The company’s push to personalize its online ecosystem could also be viewed as a partial solution for product shortages. Miller said the recommendation tools take into account stock among other factors. Dick’s is facing competition on multiple fronts, including from vendor partners, such as Nike, with their own e-commerce strategies and legacy retailers like Walmart and Kohl’s that are encroaching on the athleisure category. As such, it has set its sights on driving brand loyalty, in part by expanding its private label offering through proprietary men’s and women’s athleisure lines VRST and Calia by Carrie Underwood. To reward its biggest customers, Dick’s added the Gold tier perks to its ScoreCard loyalty program in 2019. 

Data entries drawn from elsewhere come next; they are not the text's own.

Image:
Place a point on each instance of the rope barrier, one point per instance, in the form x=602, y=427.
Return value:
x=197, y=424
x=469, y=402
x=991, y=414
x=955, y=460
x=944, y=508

“The sports specialist has plenty of competition from both generalists and deep specialists that focus on a particular area of fitness,” Neil Saunders, managing director of GlobalData Retail, previously told Modern Retail.

Dick’s says that its newfound focus on data analytics and online advertising will result in significant reductions in promotions. The retail also claimed that the marketing tools mean it can be more “granular” about how it uses deals and sales to target customers online. “We can target promotions to…customers, and we’re building out our ability to run promotions regionally or locally as well,” executive VP and CFO Lee Belitsky said in September at a retail event hosted by Goldman Sachs. “In addition to…the development of our digital capabilities and personalization, we’re really building out our data science capabilities…which will continue to reduce promotions going forward.”

Despite the recent disruption to user tracking as a result of Apple’s privacy changes to iOS, Dick’s is still bullish about digital advertising. Miller admitted that it needs to find solutions with ad vendors to conversion tracking and multi-touch attribution, but added that it has no plans to reign in its digital ad budget. “If anything we plan on expanding the [online advertising] dollars we spend,” he said. Dick’s claims the advantage of having a large customer database and a large online marketing war chest means it can still measure the effectiveness of its online ad campaigns on platforms such as Facebook.

“Our scale means we don’t require an intermediary to have a conversation with our customers,” Miller said. “We’re accelerating our brand advertising and not pulling back from a programmatic and performance perspective.”